El imputado, David M. M., de 21 años, lleva tres años destinado en el destacamento del polvorín de Cadrete y los hechos se descubrieron hace un par de semanas. Según las denuncias presentadas, el sospechoso había entablado relaciones amistosas con un grupo de menores, con edades comprendidas entre los ocho y los trece años, a los que invitaba a la casa que tiene alquilada en la localidad, donde les sometía a tocamientos mientras les realizaba pases de vídeos pornográficos.

Al parecer, los niños recibían dinero del pedófilo para que no relataran lo que ocurría a sus padres.

La noticia de su detención y posterior puesta en libertad, con la obligación de presentarse en el Juzgado de Instrucción número uno de Zaragoza cuando sea citado, provocó ayer división de opiniones entre los vecinos, que definen al soldado como "una persona correcta y educada, aunque algo infantil".

La alcaldesa de Cadrete, María Angeles Campillos Viñas, señaló que el militar "parece una persona normal, aunque, a raíz de estos hechos nos hemos explicado su costumbre de ir siempre con niños pequeños y no con personas de su edad. Confiamos en que los jueces aclaren pronto los hechos y que el caso se olvide con la mayor rapidez posible por el bien de los niños".

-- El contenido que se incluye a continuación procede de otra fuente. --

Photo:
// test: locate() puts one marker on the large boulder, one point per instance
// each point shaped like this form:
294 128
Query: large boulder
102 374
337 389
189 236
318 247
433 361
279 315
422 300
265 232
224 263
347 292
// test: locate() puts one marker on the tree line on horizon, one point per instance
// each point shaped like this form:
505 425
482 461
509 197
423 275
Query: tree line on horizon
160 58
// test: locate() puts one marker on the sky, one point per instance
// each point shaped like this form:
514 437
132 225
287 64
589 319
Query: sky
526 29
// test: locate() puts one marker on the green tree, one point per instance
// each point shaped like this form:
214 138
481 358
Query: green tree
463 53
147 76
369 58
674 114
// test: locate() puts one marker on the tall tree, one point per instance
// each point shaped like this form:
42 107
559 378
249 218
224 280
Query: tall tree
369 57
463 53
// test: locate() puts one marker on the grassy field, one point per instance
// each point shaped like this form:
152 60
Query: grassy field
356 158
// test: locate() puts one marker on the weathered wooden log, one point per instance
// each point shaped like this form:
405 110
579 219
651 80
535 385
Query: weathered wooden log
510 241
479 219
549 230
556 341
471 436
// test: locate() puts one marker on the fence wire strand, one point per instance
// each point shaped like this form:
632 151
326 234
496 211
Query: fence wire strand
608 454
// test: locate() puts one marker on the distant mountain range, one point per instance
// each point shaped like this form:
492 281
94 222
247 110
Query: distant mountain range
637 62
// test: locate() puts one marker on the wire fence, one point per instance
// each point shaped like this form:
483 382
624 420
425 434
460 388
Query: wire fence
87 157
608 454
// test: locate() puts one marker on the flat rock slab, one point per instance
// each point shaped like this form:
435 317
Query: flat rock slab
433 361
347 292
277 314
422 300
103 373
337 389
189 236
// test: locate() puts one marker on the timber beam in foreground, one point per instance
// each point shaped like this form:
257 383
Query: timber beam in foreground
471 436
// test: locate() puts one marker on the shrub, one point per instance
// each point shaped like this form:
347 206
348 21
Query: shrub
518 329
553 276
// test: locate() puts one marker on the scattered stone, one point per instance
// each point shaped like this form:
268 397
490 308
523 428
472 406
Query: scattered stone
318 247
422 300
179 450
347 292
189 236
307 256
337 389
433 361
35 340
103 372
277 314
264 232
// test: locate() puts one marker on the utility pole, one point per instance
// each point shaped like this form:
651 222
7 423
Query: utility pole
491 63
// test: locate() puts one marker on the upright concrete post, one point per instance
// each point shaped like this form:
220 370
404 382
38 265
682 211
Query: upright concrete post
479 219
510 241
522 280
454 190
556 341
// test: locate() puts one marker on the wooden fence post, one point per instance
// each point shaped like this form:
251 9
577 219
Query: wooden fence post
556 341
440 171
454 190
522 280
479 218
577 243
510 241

REACCIONES Varios vecinos consultados ayer por este periódico manifestaron sus dudas sobre los presuntos abusos. "Había rumores desde hace un par de semanas, pero nos ha sorprendido conocer la identidad del sospechoso", señaló Margarita, la empleada del supermercado donde realizaba sus compras David M.

El hecho de que el soldado hubiera quedado en libertad tras imputarle un delito tan grave aumentó la incertidumbre de los vecinos. "El juez es quien conoce los hechos y tiene toda la información para decidir si debe ingresar o no en la cárcel. Tal vez haya algo de fantasía en las denuncias", manifestó una mujer.

David M. solía acudir a las piscinas municipales y al pabellón deportivo, donde jugaba al fútbol con sus presuntas víctimas. Fernando Bastán, que regenta el bar, explicó que el soldado "es muy infantil y le cuesta seguir una conversación. Sólo bebe batidos de chocolate y nada de alcohol. No había nada sospechoso, pero es cierto que los niños que iban con él llevaban mucho dinero. En una ocasión, uno de ocho años vino con un billete de 50 euros a comprar un refresco y se lo comuniqué al oficial del ayuntamiento para que hablara con su padre".